The report reviews statistics on wildfire and stalling hurricanes in some detail, more than hinting at the causal impact of climate change. There’s no solace to be found on the liability side of the business, the report notes, imparting some statistics about technology risks that might give cyber insurers and reinsurers pause. Perhaps the most stunning is one the Guy Carpenter attributes to Jaguar Land Rover, suggesting that one billion lines of code are needed to run genuinely autonomous cars. Combining this estimate with some technology industry averages that suggest there are 15-50 errors per 1,000 lines of code, Guy Carpenter suggests that there are 15-50 million potential errors—or 15-50 million access points for hackers.

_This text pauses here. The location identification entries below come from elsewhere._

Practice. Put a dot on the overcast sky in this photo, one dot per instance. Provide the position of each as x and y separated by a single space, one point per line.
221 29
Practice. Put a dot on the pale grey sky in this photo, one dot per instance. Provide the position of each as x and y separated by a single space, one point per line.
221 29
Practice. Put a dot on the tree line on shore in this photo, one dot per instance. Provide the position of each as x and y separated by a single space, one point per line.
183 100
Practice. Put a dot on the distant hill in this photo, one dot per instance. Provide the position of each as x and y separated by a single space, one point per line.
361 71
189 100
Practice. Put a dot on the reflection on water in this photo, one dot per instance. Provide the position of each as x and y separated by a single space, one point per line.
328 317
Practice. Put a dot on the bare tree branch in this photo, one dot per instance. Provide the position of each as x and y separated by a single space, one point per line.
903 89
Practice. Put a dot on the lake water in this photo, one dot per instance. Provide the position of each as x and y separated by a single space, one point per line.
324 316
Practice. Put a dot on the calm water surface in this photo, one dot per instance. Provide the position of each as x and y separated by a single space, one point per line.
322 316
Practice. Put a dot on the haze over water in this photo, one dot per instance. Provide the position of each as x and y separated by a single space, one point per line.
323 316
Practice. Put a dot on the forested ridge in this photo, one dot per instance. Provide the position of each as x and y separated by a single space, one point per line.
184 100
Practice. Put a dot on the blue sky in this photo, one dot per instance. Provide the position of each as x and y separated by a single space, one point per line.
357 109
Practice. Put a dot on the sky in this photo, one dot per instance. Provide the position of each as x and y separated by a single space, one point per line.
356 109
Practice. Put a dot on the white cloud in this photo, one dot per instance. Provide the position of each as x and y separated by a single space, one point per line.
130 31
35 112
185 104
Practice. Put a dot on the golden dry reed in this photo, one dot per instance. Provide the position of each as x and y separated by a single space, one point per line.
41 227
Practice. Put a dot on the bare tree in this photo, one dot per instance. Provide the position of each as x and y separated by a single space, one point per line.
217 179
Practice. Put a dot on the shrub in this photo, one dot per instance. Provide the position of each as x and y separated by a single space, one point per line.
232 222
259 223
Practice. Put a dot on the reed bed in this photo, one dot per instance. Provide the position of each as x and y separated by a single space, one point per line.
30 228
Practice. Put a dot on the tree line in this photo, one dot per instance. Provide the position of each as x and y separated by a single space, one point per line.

Robert Bentley, CEO, Strategic Advisory at Guy Carpenter, commenting on the evolution of the risk and reinsurance landscape overall in a media statement said: “Insurability is likely to become a key challenge for the sector as there is a dearth of data and modeling solutions for many new exposures. There are even questions around the insurability of some established risks, given that the long-term trends associated with climate change remain difficult to measure, predict and, ultimately, model.”
As for the more immediate future, Bentley said: “After years of strong capital growth, the reinsurance market has been resilient to these losses and conditions remain largely favorable to cedents. But as recent developments have shown, events that challenge underwriting risk assumptions can still impact capacity deployment.”
Other sections of the report review changes in buying behaviors (recently on the increase again), reinsurance sector capital (including the 150 percent rise in alternative capital between 2012 and 2018 and the impact of loss creep in curtailing ILS investor capacity more recently), the strength of primary carrier balance sheets, and the performance of catastrophe models (which underestimated losses from Hurricanes Florence, Michael and Maria).